Considering the above, this study aims to investigate the levels of social support, anxiety, and depression among caregivers of AMI patients, and analyze the correlation between the social support function of main caregivers and their anxiety and depression after interventional therapy, to provide a reference for improving the quality of home care.
Using convenience sampling, we selected 300 primary caregivers of patients with AMI who received concurrent interventional treatment at the Affiliated Hospital of Jiangnan University, between January 2021 and December 2022.
Patients needed to comply with the following conditions: (1) Show AMI symptoms and evidence of myocardial ischemia[8]; (2) Be diagnosed with acute STEMI within 12 h and treated with coronary intervention; and (3) Be 18 years or older. The caregiver was required to meet the following conditions: (1) Be at least 18 years of age; (2) Be the patient’s immediate family member and has been caring for the patient for the longest time (i.e., is the patient's primary caregiver); (3) Have normal reading and writing ability and be able to complete the questionnaire independently; and (4) Be aware of this research and voluntarily agree to be investigated. The caregiver could not have the following conditions: (1) Mental abnormalities or intellectual disabilities; (2) Language expression and communication barriers; (3) A history of alcohol or drug dependence; or (4) Be a paid caregiver.
General information questionnaire. Based on a literature review and expert consultation, a general information questionnaire was prepared, which included age, gender, number of hospitalizations, payment method of medical expenses, proportion of out-of-pocket medical expenses to family income, course of the disease, heart function, and daily living ability. Caregivers’ general information included age, gender, education level, marital status, relationship with patients, monthly family income, caretaking experience, number of other caregivers, etc., as well as the age of patients, time from onset to admission, and Killip grade.

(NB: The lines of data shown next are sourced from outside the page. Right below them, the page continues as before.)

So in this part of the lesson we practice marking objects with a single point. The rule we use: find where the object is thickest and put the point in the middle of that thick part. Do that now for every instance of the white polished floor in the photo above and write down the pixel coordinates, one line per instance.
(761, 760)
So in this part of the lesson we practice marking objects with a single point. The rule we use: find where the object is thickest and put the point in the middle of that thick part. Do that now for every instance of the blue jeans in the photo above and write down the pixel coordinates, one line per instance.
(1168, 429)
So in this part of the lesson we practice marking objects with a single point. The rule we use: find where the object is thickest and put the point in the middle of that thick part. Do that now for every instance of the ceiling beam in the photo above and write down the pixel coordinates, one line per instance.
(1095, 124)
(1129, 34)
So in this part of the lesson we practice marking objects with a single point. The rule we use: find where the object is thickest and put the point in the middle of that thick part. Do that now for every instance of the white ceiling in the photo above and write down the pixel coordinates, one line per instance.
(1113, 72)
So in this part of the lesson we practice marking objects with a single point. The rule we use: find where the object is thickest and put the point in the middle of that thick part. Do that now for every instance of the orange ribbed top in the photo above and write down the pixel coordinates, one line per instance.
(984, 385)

The Social Support Rating Scale (SSRS)[9] was created by domestic scholar Xiao Shui-Yuan in 1986, to assess the status of people’s social support, including subjective support, objective support, and support utilization. The scale comprises three dimensions and ten items, with the total score being the sum of the scores for each item. Higher scores indicate higher levels of social support. The total score is 66 points, of which ≤ 22 points are rated as low level, 23–44 points as medium, and 45–66 points as high. The retest reliability is 0.92, and the reliability and validity of all items are high (Cronbach’s α coefficient was 0.89–0.94). The SSRS Chinese norm refers to the work of Zhang et al[10], in which a norm established based on the population of the whole country as a sampling population. This is the reference value.
The Self-Rating Anxiety Scale (SAS)[11], developed by Zung in 1971, was used to assess the subjective feelings of patients with anxiety. The scale contains 20 items and the score criteria are as follows: 1 point for no or very little time; 2 points for a small amount of time; 3 points for more time; and 4 points for most of the time. The scores were added together to obtain a rough score, and multiplied by 1.25 to obtain a standard score. The higher the score, the greater the anxiety. The Cronbach’s α coefficient of the scale was 0.931.
The Self-Rating Depression Scale (SDS)[12] developed by Zung in 1965 was used to assess the subjective feelings of patients with depression, with a total of 20 items. The scoring criteria for each item were as follows: Occasionally, 1 point; sometimes, 2 points; often, 3 points; and always, 4 points. The total score is rough, and the gross score multiplied by 1.25 equals the standard score. Higher scores indicate more severe depression. The Cronbach’s α coefficient of the scale was 0.927. Both SAS and SDS Chinese norms refer to the literature of Kang[13], which provides a norm based on the population of the whole country as a sampling population, and has reference value.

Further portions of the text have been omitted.